My contribution was working on the computer vision and interaction side of the system, especially around gesture-based triggering, OCR, object detection, and audio feedback. I helped build toward a system that could identify surroundings and communicate useful information back to the user in a way that felt practical and immediate. What I liked most about the project was that it brought together a lot of different technical pieces, but always in service of a very human goal: helping someone move through the world with more independence.
At the NYU Tandon hAQathon, I took on a lead role in developing Quasar, a Quantum Convolutional Neural Network designed to classify recyclables into five categories. Working with my team, I used quantum computing, Python, Pennylane, and TensorFlow to explore how quantum machine learning could be applied to a real sustainability problem. What drew me to the project was not just the technical challenge, but the chance to work at the edge of something new while still keeping it tied to a practical goal.

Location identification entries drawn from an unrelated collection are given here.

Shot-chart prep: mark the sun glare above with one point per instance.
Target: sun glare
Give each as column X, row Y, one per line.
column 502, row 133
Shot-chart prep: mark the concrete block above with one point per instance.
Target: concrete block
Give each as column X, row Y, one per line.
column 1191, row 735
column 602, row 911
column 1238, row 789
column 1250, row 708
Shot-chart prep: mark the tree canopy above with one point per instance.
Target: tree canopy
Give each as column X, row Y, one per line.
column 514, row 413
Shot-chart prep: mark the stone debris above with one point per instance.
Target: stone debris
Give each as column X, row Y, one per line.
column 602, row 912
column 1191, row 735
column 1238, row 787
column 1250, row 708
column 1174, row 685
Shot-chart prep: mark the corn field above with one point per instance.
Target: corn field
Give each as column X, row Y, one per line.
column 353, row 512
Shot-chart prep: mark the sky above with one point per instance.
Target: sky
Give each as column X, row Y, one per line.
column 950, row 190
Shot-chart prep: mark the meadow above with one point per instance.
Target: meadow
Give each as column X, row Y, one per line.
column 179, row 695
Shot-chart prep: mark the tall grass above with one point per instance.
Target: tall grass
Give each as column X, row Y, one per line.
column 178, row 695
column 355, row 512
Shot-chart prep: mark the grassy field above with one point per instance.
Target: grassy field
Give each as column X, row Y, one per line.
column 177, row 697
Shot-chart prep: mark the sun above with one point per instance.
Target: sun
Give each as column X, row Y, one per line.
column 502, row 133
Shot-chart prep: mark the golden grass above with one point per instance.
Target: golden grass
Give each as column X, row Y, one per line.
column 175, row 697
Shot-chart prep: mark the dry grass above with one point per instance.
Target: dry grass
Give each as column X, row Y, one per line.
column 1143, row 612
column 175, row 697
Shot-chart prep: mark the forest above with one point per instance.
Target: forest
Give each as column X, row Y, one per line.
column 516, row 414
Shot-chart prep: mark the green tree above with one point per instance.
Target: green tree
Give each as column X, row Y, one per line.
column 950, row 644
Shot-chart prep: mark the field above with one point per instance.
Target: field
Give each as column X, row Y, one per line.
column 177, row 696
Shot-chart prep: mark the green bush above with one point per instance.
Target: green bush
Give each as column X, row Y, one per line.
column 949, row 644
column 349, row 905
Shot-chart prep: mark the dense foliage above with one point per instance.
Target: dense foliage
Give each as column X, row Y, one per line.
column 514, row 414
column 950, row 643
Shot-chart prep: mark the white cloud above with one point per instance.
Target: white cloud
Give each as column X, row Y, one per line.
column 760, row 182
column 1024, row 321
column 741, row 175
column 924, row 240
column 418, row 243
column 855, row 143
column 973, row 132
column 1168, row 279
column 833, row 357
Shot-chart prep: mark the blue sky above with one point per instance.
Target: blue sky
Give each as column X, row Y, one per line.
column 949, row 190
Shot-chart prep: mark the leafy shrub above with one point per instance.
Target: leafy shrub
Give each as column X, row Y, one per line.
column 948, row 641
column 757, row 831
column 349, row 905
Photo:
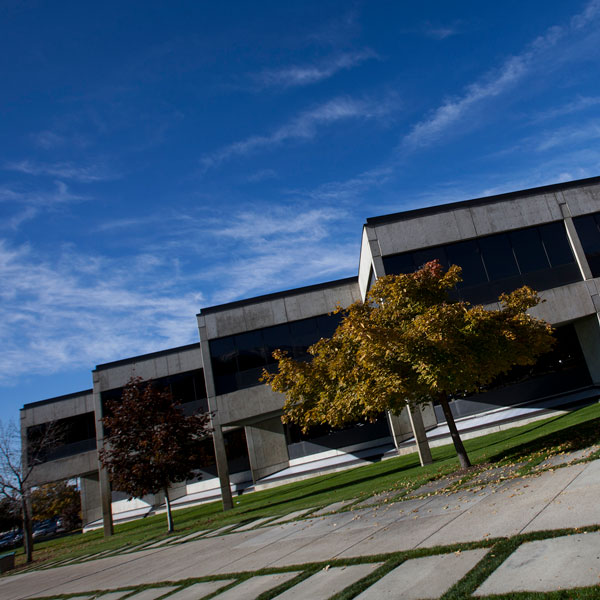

What made the experience meaningful was seeing that the project was not only interesting in theory. When we compared our QCNN to a classical CNN under the same parameters, we saw improvements in accuracy, training time, testing time, and model size. That made the work feel bigger than a competition project. It showed me how emerging technologies can be used in ways that are both innovative and grounded, especially when they are aimed at problems like sustainability and resource use.
At NYU Hack Dibner, I led Team AKPN in designing a tool that could attach to library chairs and use vibrating sensors to remind students to stand up, stretch, and take breaks during long study sessions. The project came from a simple observation: students often stay seated for hours at a time, even when they know it is not good for them. We wanted to create something small and practical that could gently interrupt that pattern and encourage healthier habits.
What I liked about the project was that it focused on a problem people often overlook because it feels so normal. Long hours of sitting, fatigue, and burnout are built into student life in ways that are easy to accept without questioning. This tool was our attempt to make well-being part of the study environment itself. Leading the project taught me a lot about building around everyday behavior and showed me that even simple engineering ideas can have real value when they respond to how people actually live and work.
ChironVR was built around a question that felt both technical and bigger than the hardware itself: if haptic feedback matters in surgical training, how much of that value can still be preserved when cost is treated as a real design constraint. Most high-fidelity haptic systems are expensive enough that many training programs cannot realistically access them, which means the issue is not only about performance, but about who gets the opportunity to train with touch at all. The goal of the project was to design a low-cost VR haptic glove that could still create meaningful tactile feedback, even if it did not match the fidelity of commercial systems.
What made the project meaningful to me was that it turned affordability into the center of the engineering problem rather than something to think about afterward. Using consumer-grade components, servo-driven force feedback, potentiometers, and an ESP32, we built and refined the glove through multiple prototype iterations, always returning to the same question of whether the feedback was coherent enough to actually change the training experience. In the end, the project showed that lower-cost design does not have to mean no value. Even under strong cost limits, the glove was able to preserve enough haptic feedback to make interaction feel more grounded and deliberate, which is what made the work feel important beyond the device itself.